An amount of 4 000 South African rands, a Bank of Namibia publication titled ‘Money Laundering affects us all’, and two books authored by televangelists – the one a guide to a happier life and the other on the topics of fasting and a better relationship with God, were discovered in one of Mumvuma’s desk drawers.

The books, the publication on money laundering, and an amount of R2 200 which was found to remain in the locked drawer when it was opened again last month, were ordered to be attached to confirm the court’s jurisdiction over Mumvuma.

McLaren says in his affidavit that a total of N$247 million was stolen from the SME Bank when it was transferred from SME Bank accounts held at Standard Bank Namibia and First National Bank of Namibia to South African bank accounts between December 2013 and December 2016.

While accusing Kamushinda of having played a central role in the theft of money from the bank, McLaren also charges that the theft was perpetrated by Mumvuma, Banda, Goromonzi and others in the bank’s finance department as well.

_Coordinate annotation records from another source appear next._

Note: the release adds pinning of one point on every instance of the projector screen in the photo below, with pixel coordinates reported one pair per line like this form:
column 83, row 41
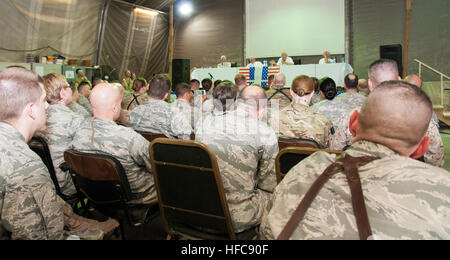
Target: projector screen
column 299, row 27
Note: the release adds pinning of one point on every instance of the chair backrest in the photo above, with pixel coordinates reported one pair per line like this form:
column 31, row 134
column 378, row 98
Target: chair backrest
column 151, row 136
column 189, row 187
column 100, row 177
column 291, row 156
column 297, row 142
column 40, row 147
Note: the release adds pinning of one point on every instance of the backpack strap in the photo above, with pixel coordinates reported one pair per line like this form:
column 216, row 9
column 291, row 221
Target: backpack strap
column 349, row 165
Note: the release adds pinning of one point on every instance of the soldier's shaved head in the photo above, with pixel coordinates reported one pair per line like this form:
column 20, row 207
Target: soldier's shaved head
column 105, row 100
column 415, row 80
column 396, row 114
column 253, row 99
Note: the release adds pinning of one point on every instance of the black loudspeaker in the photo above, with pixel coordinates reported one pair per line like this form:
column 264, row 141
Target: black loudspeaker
column 393, row 52
column 181, row 72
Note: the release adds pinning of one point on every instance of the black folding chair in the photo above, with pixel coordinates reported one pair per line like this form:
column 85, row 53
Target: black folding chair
column 190, row 191
column 101, row 178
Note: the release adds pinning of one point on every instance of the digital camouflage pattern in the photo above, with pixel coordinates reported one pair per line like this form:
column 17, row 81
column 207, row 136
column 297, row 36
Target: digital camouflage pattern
column 84, row 102
column 434, row 155
column 29, row 206
column 159, row 117
column 103, row 136
column 334, row 109
column 61, row 126
column 78, row 109
column 298, row 121
column 245, row 149
column 405, row 198
column 132, row 101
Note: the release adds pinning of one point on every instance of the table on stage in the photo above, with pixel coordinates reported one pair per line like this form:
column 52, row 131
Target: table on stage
column 336, row 71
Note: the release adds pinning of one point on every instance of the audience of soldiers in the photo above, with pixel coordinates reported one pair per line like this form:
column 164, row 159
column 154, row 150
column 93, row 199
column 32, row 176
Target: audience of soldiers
column 385, row 127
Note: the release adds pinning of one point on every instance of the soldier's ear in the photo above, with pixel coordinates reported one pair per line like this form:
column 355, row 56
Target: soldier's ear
column 353, row 123
column 421, row 149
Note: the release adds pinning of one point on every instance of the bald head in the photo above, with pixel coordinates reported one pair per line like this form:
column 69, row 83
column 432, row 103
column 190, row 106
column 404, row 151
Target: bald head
column 396, row 114
column 280, row 80
column 382, row 70
column 415, row 80
column 105, row 100
column 253, row 99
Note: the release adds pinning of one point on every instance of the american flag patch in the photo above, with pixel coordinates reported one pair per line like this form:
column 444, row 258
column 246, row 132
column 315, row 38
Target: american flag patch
column 267, row 71
column 249, row 74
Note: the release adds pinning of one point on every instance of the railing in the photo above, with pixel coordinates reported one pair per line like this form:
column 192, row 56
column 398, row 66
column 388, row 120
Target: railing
column 435, row 71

The bank was at first defrauded through payments that were falsely reflected in its financial records as purchases of computer software and equipment or for building costs, McLaren says. However, after the bank’s auditors began to question a number of transactions and required a physical inspection and verification of certain assets, the thieves inside the bank attempted to conceal their crimes by creating false documentary records indicating that the money that had been stolen had been invested in South Africa.

That was how the company Mamepe Capital, run by an alleged friend of Kamushinda, Mauwane Kotane, entered the picture, with the creation of records indicating that funds had been invested with it while that was not the case, McLaren says.

With commissions of inquiry having been authorised in Namibia and South Africa to assist the liquidators in trying to trace the money suspected to have been stolen from the bank, McLaren says the liquidators are also in the process of establishing an inquiry in Dubai, where some N$69 million of the stolen money was transferred to.

McLaren further states that the liquidators’ investigation thus far indicates that at least N$100 million to N$140 million “was spirited away from the SME Bank’s accounts to persons and entities inside Namibia, and to persons and entities in countries other than South Africa”.

The total amount of N$347 million would not have been stolen from the bank without the cooperation, planning and common purpose of the people accused of having been involved, and for that reason, they can be held liable to have N$347 million returned to the bank, McLaren says.

The two liquidators were represented by senior counsel Raymond Heathcote, assisted by Jesse Schickerling, Francois Erasmus, the bank’s legal adviser, Tania Pearson, and Corlia Kruger in court yesterday.